As a growing monopolistic power in the United States’ farm-implement industry, the International Harvester Company was beset during the Progressive Era by antitrust antagonism and real legal threats since its creation in 1902. The trust’s illegal competitive practices, deplorable treatment of workers, and outright bribery of public officials made it the target of rural animosity, labor strikes, muckrakers, middle-class concerns, political stumping, and, eventually, government inquiry and regulation. Rising from this swirling cacophony of protest, in 1912 the U.S. Department of Justice brought suit against the harvester trust to dissolve the corporation.

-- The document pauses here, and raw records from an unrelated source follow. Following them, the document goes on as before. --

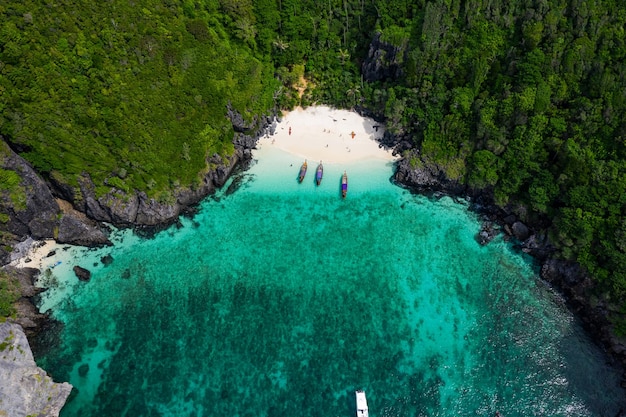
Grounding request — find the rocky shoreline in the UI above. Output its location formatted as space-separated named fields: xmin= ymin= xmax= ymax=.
xmin=385 ymin=146 xmax=626 ymax=388
xmin=0 ymin=103 xmax=626 ymax=410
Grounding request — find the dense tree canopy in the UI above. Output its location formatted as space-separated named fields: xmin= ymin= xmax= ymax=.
xmin=0 ymin=0 xmax=626 ymax=324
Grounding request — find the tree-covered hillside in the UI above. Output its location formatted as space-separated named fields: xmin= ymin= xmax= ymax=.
xmin=0 ymin=0 xmax=626 ymax=324
xmin=0 ymin=0 xmax=275 ymax=201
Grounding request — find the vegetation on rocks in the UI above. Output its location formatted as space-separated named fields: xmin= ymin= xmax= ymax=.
xmin=0 ymin=0 xmax=626 ymax=332
xmin=0 ymin=270 xmax=21 ymax=321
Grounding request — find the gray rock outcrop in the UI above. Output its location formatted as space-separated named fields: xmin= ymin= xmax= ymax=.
xmin=361 ymin=33 xmax=407 ymax=81
xmin=0 ymin=322 xmax=72 ymax=417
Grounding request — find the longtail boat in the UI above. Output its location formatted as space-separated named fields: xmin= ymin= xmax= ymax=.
xmin=315 ymin=161 xmax=324 ymax=185
xmin=298 ymin=159 xmax=306 ymax=182
xmin=355 ymin=390 xmax=370 ymax=417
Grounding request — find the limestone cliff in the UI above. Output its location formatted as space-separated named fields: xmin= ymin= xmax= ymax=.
xmin=0 ymin=322 xmax=72 ymax=417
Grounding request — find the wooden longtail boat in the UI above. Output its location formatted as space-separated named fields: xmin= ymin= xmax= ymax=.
xmin=298 ymin=159 xmax=307 ymax=182
xmin=315 ymin=161 xmax=324 ymax=185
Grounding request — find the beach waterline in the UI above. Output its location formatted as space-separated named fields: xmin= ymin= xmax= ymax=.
xmin=23 ymin=108 xmax=623 ymax=417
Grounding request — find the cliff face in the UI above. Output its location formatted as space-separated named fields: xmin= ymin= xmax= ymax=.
xmin=394 ymin=152 xmax=626 ymax=376
xmin=0 ymin=140 xmax=108 ymax=264
xmin=0 ymin=322 xmax=72 ymax=417
xmin=40 ymin=109 xmax=275 ymax=228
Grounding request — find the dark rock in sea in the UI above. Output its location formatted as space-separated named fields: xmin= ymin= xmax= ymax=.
xmin=100 ymin=254 xmax=113 ymax=266
xmin=0 ymin=322 xmax=72 ymax=417
xmin=78 ymin=363 xmax=89 ymax=378
xmin=476 ymin=222 xmax=499 ymax=245
xmin=73 ymin=265 xmax=91 ymax=282
xmin=511 ymin=221 xmax=530 ymax=241
xmin=502 ymin=214 xmax=517 ymax=226
xmin=56 ymin=200 xmax=111 ymax=246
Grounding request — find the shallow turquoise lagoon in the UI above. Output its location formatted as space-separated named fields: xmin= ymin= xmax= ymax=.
xmin=38 ymin=150 xmax=625 ymax=417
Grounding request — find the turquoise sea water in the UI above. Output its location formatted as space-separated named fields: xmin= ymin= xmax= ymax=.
xmin=37 ymin=145 xmax=625 ymax=417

As antitrust pressure against the company mounted and the real threat of destruction emerged, the company developed an evolving and increasingly sophisticated public relations campaign to convince Americans that it was a “good trust.” This initiative began in 1907 with new corporate welfare programs for its workers and then a 1909 overhaul of advertising material and branding efforts. By 1912 it included an Agricultural Extension Department to demonstrate the corporation’s goodwill toward farmers and a public education campaign under the auspices of its own Service Bureau. At the height of antitrust antagonism, the Service Bureau saturated the nation with a wealth of veiled propaganda in the form of educational lectures and materials for schoolchildren. These “indirect advertisements” reimagined and realigned traditional understandings of the past to demonstrate that the corporation was a cooperative ally of the common man in the present, happily aiding in his pursuit of progress and prosperity. To further legitimize these public relations narratives, the company’s ownership also set out to influence the academic historians of the Mississippi Valley Historical Association to ensure that their corporate myths would stay in the public mind for generations to come.

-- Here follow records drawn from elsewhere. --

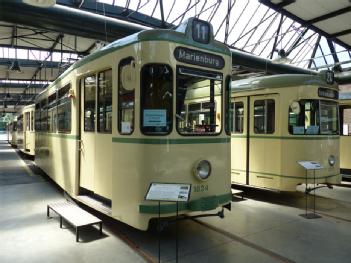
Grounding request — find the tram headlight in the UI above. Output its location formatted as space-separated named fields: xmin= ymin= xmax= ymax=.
xmin=194 ymin=160 xmax=211 ymax=180
xmin=328 ymin=155 xmax=335 ymax=166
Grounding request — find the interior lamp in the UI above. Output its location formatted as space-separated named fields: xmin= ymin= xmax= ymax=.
xmin=23 ymin=0 xmax=56 ymax=7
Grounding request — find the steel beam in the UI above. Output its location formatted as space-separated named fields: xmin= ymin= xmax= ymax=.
xmin=0 ymin=0 xmax=150 ymax=41
xmin=259 ymin=0 xmax=351 ymax=49
xmin=0 ymin=58 xmax=60 ymax=68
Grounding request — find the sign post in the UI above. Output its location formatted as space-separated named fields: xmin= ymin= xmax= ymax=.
xmin=297 ymin=161 xmax=323 ymax=219
xmin=145 ymin=183 xmax=191 ymax=262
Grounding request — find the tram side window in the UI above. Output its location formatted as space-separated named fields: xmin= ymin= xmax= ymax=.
xmin=57 ymin=84 xmax=72 ymax=133
xmin=289 ymin=100 xmax=339 ymax=135
xmin=25 ymin=112 xmax=30 ymax=131
xmin=230 ymin=101 xmax=245 ymax=133
xmin=17 ymin=115 xmax=23 ymax=132
xmin=40 ymin=99 xmax=48 ymax=131
xmin=35 ymin=103 xmax=41 ymax=131
xmin=340 ymin=108 xmax=351 ymax=136
xmin=97 ymin=69 xmax=112 ymax=133
xmin=84 ymin=75 xmax=96 ymax=132
xmin=140 ymin=64 xmax=173 ymax=134
xmin=118 ymin=58 xmax=135 ymax=134
xmin=48 ymin=92 xmax=57 ymax=132
xmin=176 ymin=67 xmax=223 ymax=136
xmin=30 ymin=111 xmax=34 ymax=131
xmin=254 ymin=99 xmax=275 ymax=134
xmin=225 ymin=76 xmax=233 ymax=135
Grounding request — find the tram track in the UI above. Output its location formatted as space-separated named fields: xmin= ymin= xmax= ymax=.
xmin=193 ymin=219 xmax=295 ymax=263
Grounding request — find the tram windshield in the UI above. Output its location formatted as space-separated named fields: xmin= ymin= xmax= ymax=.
xmin=176 ymin=67 xmax=223 ymax=135
xmin=289 ymin=100 xmax=339 ymax=135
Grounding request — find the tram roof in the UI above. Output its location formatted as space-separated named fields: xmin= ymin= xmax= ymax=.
xmin=231 ymin=74 xmax=333 ymax=92
xmin=38 ymin=23 xmax=231 ymax=97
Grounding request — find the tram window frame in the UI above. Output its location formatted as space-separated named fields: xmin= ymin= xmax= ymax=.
xmin=175 ymin=66 xmax=225 ymax=136
xmin=253 ymin=99 xmax=276 ymax=134
xmin=17 ymin=114 xmax=24 ymax=132
xmin=287 ymin=99 xmax=340 ymax=136
xmin=140 ymin=63 xmax=174 ymax=136
xmin=230 ymin=101 xmax=245 ymax=134
xmin=24 ymin=111 xmax=30 ymax=131
xmin=83 ymin=74 xmax=97 ymax=132
xmin=40 ymin=98 xmax=48 ymax=132
xmin=34 ymin=102 xmax=41 ymax=131
xmin=339 ymin=105 xmax=351 ymax=136
xmin=96 ymin=68 xmax=113 ymax=134
xmin=224 ymin=76 xmax=233 ymax=135
xmin=56 ymin=83 xmax=72 ymax=133
xmin=48 ymin=91 xmax=58 ymax=133
xmin=117 ymin=57 xmax=135 ymax=135
xmin=30 ymin=110 xmax=35 ymax=131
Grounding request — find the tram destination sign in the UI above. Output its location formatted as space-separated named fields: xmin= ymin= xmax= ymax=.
xmin=318 ymin=88 xmax=339 ymax=100
xmin=174 ymin=47 xmax=225 ymax=69
xmin=145 ymin=183 xmax=191 ymax=202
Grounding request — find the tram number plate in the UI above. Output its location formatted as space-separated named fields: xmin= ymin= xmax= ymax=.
xmin=193 ymin=184 xmax=208 ymax=193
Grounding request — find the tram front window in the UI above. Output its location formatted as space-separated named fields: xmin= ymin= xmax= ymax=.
xmin=289 ymin=100 xmax=339 ymax=135
xmin=176 ymin=67 xmax=223 ymax=135
xmin=320 ymin=101 xmax=339 ymax=134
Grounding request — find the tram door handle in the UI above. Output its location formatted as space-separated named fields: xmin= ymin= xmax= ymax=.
xmin=78 ymin=140 xmax=83 ymax=152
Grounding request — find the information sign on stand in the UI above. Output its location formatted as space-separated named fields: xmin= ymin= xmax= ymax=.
xmin=145 ymin=183 xmax=191 ymax=202
xmin=145 ymin=183 xmax=191 ymax=262
xmin=297 ymin=161 xmax=323 ymax=219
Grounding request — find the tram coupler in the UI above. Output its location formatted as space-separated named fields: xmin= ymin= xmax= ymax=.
xmin=305 ymin=184 xmax=333 ymax=194
xmin=157 ymin=207 xmax=224 ymax=232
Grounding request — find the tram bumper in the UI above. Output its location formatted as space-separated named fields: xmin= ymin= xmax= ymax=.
xmin=139 ymin=193 xmax=232 ymax=214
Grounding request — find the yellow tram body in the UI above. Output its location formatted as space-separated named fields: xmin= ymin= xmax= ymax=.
xmin=231 ymin=74 xmax=341 ymax=191
xmin=8 ymin=117 xmax=17 ymax=147
xmin=35 ymin=19 xmax=231 ymax=230
xmin=339 ymin=98 xmax=351 ymax=177
xmin=16 ymin=104 xmax=35 ymax=156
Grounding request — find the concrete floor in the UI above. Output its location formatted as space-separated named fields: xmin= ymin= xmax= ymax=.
xmin=0 ymin=135 xmax=351 ymax=263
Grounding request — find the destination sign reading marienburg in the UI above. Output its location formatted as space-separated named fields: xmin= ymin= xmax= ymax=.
xmin=174 ymin=47 xmax=224 ymax=69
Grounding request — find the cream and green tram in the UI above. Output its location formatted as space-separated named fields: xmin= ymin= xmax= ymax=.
xmin=230 ymin=74 xmax=341 ymax=191
xmin=8 ymin=117 xmax=17 ymax=147
xmin=17 ymin=104 xmax=35 ymax=156
xmin=35 ymin=19 xmax=231 ymax=230
xmin=339 ymin=94 xmax=351 ymax=178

International Harvester was founded in 1902 to eliminate competition across the harvesting industry and to increase profits. One of many such mergers during the era, it quickly earned a reputation as another hated “trust” designed to rob the common man. In an industry previously defined by consumer power and rigorous competition, the corporation unified the five largest harvester manufacturers—McCormick, Deering, Milwaukee, Osborne, and Champion—and immediately gained the power of price making over its customers. The corporation soon faced animosity from a variety of sources, including agrarians, laborers, journalists, and politicians. These forces culminated to instigate government inquiry, regulation, and, eventually, an antitrust suit against the harvester trust in 1912.